About

What this site is

The Hum is the civic-action arm of Cancel Clankers — the place where the anti-clanker argument shows up in the room where the substrate gets approved. We tell you where the next county zoning vote on a data-center facility is being decided, and how the room is run when you get there.

Editorial posture

Cancel Clankers makes the case that the humanoid replacement of human workers is the line. The Hum brings that case into the rooms where the infrastructure of replacement gets approved — Virginia county zoning hearings on data-center facilities, the warehouses that train the next generation of automated systems. We do not name elected officials in attack copy. We give the procedural facts and trust you to make your own argument.

What we cover

What we do not cover

Masthead

Edited by M. Reyes. A Cancel Clankers project. Contact: hum@cancelclankers.com.

How "marquee" hearings are designated

A small number of hearings each month are marked marquee. On the map these read as filled rust-colored discs rather than the routine surveyor's cross. On the home page and the upcoming hearings list, marquee items are flagged with a section marker (§) beside the date.
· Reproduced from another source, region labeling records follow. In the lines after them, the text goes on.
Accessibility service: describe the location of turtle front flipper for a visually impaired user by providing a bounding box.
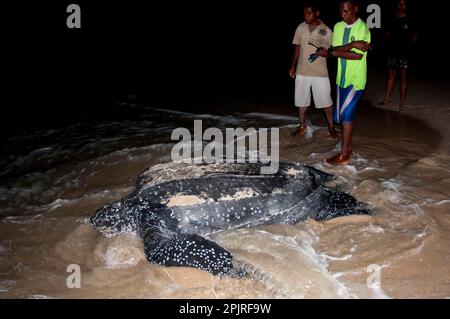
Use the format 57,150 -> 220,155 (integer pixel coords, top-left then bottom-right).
140,214 -> 233,275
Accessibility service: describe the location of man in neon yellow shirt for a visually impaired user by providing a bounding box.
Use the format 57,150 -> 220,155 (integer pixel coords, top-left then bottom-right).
317,0 -> 371,165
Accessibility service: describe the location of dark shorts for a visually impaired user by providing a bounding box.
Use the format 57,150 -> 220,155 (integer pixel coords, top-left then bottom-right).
333,85 -> 364,124
386,58 -> 409,70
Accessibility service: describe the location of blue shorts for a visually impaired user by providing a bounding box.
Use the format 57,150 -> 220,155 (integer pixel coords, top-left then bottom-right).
334,85 -> 364,124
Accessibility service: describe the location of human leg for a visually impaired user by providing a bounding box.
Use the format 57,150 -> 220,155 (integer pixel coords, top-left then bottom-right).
399,69 -> 408,111
378,69 -> 397,105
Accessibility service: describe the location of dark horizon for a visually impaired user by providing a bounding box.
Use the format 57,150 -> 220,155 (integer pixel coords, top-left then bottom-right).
2,0 -> 448,133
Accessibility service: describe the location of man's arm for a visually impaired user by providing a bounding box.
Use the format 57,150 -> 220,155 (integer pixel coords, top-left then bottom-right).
317,41 -> 370,60
289,45 -> 300,78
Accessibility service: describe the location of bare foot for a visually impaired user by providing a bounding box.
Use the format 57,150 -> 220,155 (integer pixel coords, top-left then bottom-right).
292,126 -> 306,137
325,153 -> 351,165
328,128 -> 338,140
378,99 -> 391,105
An event is marquee when its agenda packet identifies at least one data-center-related item that meets at least one of:

  1. It is at the Board of Supervisors final-vote stage.
  2. It has triggered organized community opposition — at least one published opposition letter from a named local group, or at least one prior contested Planning Commission vote on the same parcel or applicant.
  3. It is a precedent-setting procedural vote — for example, a county's first by-right data-center ordinance, a setback-rule rewrite, or a comprehensive-plan amendment.

The designation is a judgment call by the editor, applied consistently. A hearing is not marquee because it is controversial in the abstract; it is marquee because something specific is decidable in the room that night.

How rows get added

Hearings are added manually each week by reading the published agendas of the 8 covered counties. News items are added when a relevant story is published. The site is built statically from CSV inputs — no scrapers, no live ingestion.